Client-Server Network Design and the Web

Web browsers and Web servers together function as a client-server system.

In computer networking, client-server is a standard method for designing applications where data is kept in central locations (server computers) and efficiently shared with any number of other computers (the clients) on request. Web browsers all function as clients that request information from Web sites (servers).

Numerous Web browser clients may request data from one Web site. Requests can happen at all different times or simultaneously. Client-server systems conceptually call for all requests to the same site to be handled by one server. In practice, however, because the volume of requests to Web servers can sometimes grow very large, Web servers are often built as a distributed pool of multiple server computers. (For very large Web sites popular in different countries around the world, this Web server pool is geographically distributed to help improve the response time to browsers.)

Network Protocols for Web Browsers and Servers

Web browsers and servers communicate via TCP/IP.

Hypertext Transfer Protocol (HTTP) is the standard application protocol on top of TCP/IP supporting Web browser requests and server responses. Web browsers also rely on the DNS to work with URLs like ‘http://wireless.about.com/’. These protocol standards enable different brands of Web browsers to communicate with different brands of Web servers without requiring special logic for each combination.

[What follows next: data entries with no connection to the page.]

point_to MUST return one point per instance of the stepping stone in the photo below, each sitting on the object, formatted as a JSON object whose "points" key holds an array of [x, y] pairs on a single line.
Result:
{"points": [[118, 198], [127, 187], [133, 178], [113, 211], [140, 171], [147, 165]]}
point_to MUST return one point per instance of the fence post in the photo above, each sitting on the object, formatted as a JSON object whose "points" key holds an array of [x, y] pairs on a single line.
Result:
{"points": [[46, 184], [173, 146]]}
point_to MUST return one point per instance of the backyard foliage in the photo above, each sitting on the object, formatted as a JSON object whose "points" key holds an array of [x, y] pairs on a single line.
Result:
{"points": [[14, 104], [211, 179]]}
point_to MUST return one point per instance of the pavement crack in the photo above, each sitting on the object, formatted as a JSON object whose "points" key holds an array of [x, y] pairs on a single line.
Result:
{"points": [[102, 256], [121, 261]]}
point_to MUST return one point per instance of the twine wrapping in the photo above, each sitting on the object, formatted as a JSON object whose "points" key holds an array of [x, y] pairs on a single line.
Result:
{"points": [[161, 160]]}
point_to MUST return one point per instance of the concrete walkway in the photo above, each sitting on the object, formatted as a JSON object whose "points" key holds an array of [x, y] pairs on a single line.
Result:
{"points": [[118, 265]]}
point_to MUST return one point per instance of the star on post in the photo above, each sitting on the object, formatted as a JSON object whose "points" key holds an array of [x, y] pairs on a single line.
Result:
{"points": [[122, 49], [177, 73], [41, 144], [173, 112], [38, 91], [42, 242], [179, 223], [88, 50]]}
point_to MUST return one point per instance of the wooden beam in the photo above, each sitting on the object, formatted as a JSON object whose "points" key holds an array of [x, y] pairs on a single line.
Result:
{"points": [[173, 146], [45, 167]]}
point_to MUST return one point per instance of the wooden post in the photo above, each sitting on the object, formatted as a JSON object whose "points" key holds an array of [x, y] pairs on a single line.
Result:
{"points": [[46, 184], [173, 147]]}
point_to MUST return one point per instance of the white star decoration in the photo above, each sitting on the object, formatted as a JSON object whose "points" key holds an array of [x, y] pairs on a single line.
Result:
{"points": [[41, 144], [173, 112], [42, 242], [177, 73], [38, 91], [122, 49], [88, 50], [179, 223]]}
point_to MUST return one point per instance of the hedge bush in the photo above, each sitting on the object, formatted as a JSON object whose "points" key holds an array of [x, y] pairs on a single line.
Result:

A basic Web browsing session works as follows:

  • the user specifies a URL in their browser (either from a bookmark or by typing)
  • the browser initiates a TCP connection to the Web server (or server pool) via its IP address as published in DNS. (Web servers by default use TCP port 80 to service incoming requests.). As part of this process, the browser also makes DNS lookup requests to convert the URL to an IP address
  • after the server completes acknowledgment of its side of the TCP connection, the browser sends HTTP requests to the server to retrieve content for the URL.
  • after the server replies with content for the Web page, the browser retrieves the content from the HTTP packets and display it accordingly. Content can include embedded URLs for advertising banners or other third-party content, that in turn triggers the browser to issue new TCP connection requests to those locations. The browser may also save temporary information about its connections to local files on the client computer called cookies.

Web browser and server connections normally run through a series of intermediate network routers as does most other Internet traffic.